Emotion seared the back of my eyes when I thought of my baby sister, Sahmril, who was now with the Mari nobleman Thomas, and his wife, Zarah. “My sweet sister,” I whispered. “I promised to take care of you. I promised so many things to so many people and failed you and Leila. That’s why I have to make this journey. So I don’t fail Kadesh, too.”

An eerie wind moaned across the hills and dunes. Reaching out from my bed, I added a stick to the fire. My hair whipped about my face like a loose veil. Under the shelter of my blanket, I slipped off the heirloom ankle bracelet Kadesh had given me, studying the symbols of the gnarled tree and halo of sun etched into the silver under the moonlight.

The tree and sun was a symbol of his tribe, and a promise of his love. Even though hunger squeezed my belly I’d rather starve than give up the precious gift.

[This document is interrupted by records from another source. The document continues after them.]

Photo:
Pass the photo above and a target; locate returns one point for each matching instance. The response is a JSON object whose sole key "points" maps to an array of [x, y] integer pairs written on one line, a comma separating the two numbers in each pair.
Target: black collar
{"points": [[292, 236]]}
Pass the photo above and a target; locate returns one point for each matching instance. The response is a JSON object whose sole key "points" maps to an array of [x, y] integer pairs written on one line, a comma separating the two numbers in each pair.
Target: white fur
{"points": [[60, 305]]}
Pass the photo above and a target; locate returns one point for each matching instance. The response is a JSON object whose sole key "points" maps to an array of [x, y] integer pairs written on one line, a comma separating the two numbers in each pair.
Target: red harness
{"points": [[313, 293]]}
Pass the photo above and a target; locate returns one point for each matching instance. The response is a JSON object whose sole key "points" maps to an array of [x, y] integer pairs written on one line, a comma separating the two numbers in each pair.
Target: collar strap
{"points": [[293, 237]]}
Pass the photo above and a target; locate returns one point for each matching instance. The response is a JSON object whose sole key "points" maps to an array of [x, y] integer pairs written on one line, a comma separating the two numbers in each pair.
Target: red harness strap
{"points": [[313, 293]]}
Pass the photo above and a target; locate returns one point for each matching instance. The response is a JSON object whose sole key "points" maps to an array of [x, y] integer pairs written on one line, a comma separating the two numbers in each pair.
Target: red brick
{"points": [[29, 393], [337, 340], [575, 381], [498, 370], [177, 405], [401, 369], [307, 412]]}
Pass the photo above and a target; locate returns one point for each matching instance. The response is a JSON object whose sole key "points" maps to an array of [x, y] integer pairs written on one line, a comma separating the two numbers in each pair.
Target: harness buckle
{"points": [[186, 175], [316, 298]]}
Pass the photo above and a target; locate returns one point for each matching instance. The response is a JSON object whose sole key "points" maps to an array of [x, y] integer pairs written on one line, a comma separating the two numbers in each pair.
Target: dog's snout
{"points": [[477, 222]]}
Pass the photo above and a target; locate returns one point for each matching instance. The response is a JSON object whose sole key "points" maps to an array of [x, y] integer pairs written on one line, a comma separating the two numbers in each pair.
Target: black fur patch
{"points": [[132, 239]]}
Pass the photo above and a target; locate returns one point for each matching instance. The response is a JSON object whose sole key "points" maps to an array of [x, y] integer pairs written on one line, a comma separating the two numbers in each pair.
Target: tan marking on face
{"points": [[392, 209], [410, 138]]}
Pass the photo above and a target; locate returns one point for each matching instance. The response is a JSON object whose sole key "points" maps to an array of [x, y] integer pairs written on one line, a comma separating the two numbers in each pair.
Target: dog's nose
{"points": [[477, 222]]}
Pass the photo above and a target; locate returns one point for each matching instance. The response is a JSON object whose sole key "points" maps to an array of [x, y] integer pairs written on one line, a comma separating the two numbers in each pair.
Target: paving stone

As I tightened my fingers around the finely crafted chain, a swelling of devotion surged through me. My destiny lay in front of me on an unknown road. There was no going back, no matter what secrets Kadesh might be hiding in the caves of the Edomites.

I awoke before dawn and ate a piece of leftover bread, buried the fire under the sand, and was on the road before the sun hit the distant horizon. In the summer months we rarely traveled during the heat of the afternoon, but in the winter months it was possible. During daylight I could see the trail and the sun’s course more clearly.

Over the next few days, I kept my path southwesterly, passing craggy hills and even a stretch of shale and black volcanic rock. On the fourth day, after a rain-filled night, I awoke to see outlines of figures coming out of the north behind me: camels with riders. My fingers fumbled with the harness and my gut curled into a tight knot. Even though I was weary riding late into the evening and then rising before dawn, I had to stay ahead of Horeb. The Edomites my family had encountered the previous year were unruly thieves, but there was shelter in their caves and a place to hide from Horeb’s army.